On the to-do list: upgrading the performance of both the people and the accounting system that monitor the city's money and contracts, getting involved in school district operations and digging into stubborn costs like workers' compensation spending.

Not on the list: Running for mayor in 2009, despite speculation among political wags.

Wags, yo.

Police continue to investigate at least nine stolen city checks. The probe has been slowed by the difficulty of getting banks to turn over records. No arrest has been made.

"We're going to do everything we can to see that they're prosecuted," Mr. Lamb said of the suspect. "There's obviously an issue with controls. We want to make sure that controls are in place to ensure that doesn't happen again."

This squares up nicely. The Comet received a name some time ago in connection with the theft investigation, and a tip to call Michael Lamb's office for confirmation.

His staff replied that they had no comment, and were still waiting for all the information to come out.

Mr. Lamb wants the office to meet the requirement in the city charter that it audit every city agency, department and trust fund at least once every four years -- a mandate it hasn't met in the past. That means a potentially sensitive audit of council.

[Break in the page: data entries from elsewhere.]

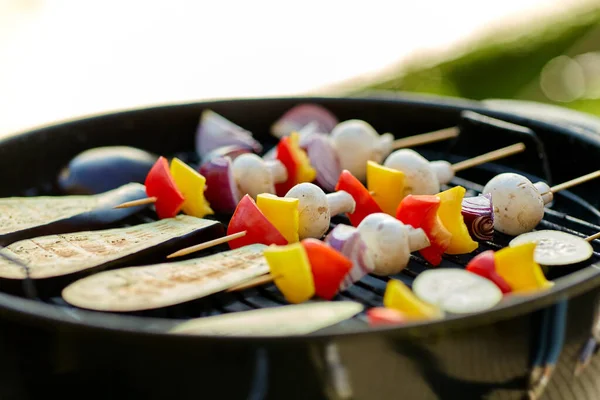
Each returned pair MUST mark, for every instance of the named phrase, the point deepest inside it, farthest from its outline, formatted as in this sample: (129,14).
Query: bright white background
(61,59)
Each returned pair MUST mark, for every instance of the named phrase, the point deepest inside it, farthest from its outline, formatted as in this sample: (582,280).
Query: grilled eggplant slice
(28,217)
(73,254)
(166,284)
(296,319)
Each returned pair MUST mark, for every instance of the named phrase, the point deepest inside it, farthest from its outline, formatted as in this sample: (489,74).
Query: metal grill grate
(370,289)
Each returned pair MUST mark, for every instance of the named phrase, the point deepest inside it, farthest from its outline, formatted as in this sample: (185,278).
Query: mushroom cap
(355,142)
(420,178)
(518,205)
(313,210)
(388,242)
(252,175)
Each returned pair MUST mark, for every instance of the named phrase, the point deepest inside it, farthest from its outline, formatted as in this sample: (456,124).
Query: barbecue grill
(48,347)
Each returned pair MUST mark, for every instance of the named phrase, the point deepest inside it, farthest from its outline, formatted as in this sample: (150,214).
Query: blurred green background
(553,61)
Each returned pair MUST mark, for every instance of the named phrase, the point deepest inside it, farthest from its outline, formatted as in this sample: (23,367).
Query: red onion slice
(347,240)
(221,190)
(302,115)
(478,214)
(325,161)
(215,131)
(231,151)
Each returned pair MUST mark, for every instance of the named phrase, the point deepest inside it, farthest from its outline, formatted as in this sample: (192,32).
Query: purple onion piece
(347,240)
(325,161)
(215,131)
(221,190)
(478,214)
(302,115)
(231,151)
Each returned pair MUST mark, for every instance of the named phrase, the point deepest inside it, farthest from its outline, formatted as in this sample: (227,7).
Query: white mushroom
(518,203)
(420,177)
(357,142)
(315,208)
(390,242)
(254,176)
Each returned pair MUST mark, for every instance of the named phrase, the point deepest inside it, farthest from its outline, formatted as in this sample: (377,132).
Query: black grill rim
(47,315)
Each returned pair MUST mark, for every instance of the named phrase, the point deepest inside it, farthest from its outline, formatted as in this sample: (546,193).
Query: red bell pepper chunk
(382,316)
(329,267)
(365,204)
(248,217)
(160,184)
(285,154)
(420,211)
(484,265)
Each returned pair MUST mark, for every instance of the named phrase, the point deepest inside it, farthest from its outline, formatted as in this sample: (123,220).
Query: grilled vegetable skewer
(425,177)
(519,203)
(305,212)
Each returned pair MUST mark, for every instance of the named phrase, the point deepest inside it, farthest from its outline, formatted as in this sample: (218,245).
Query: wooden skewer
(487,157)
(135,203)
(436,136)
(261,280)
(593,237)
(576,181)
(206,245)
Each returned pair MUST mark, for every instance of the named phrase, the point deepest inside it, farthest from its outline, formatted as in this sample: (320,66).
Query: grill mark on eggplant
(161,285)
(28,217)
(44,259)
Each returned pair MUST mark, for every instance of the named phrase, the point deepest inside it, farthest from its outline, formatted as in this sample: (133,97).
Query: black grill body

"They're a department, and I don't think they've ever been audited," he said. "It's a very small department on a budgetary basis, but they have had their issues."

Off to a bonny start.

DAN ONORATO IS DOING PRETTY GOOD.
(Trib, Justin Vellucci)

His tenure as chief executive of Allegheny County -- which starts a second four-year term today -- has encountered obstacles, from a cash-strapped Port Authority, budget deficits and property assessment headaches to a controversial drink tax, a sometimes-lackluster economy, and US Airways' gradual migration out of Pittsburgh International Airport.

The geese merit no mention in the article.

"His great success has been in creating and maintaining political control," said Robert P. Strauss, an economics and public policy professor at Carnegie Mellon University.

Sure.

"Holding the line is no small thing," Mistick said.

A thrilling edition of Roddey vs. Mistick breaks out, if you pay attention. Seems Jim Roddey is linking Dan-O's failure to settle property taxes with the need to levy these new irritating taxes, but he's an evil commie mutant Republican traitor.

Onorato is expected to lay out an agenda today.

Okay.

THE SECURITY CAMERAS ARE COMING.
(P-G, Rich Lord)

N.W. Getz and Associates, of Charlotte, N.C., will be the city's sherpa through the high-tech world of surveillance cameras, the computer networks that guide them and the rules that prevent their abuse. By early June, the firm and the city expect to have chosen a company to build a system backbone and put in enough cameras to watch the port facilities and nearby areas.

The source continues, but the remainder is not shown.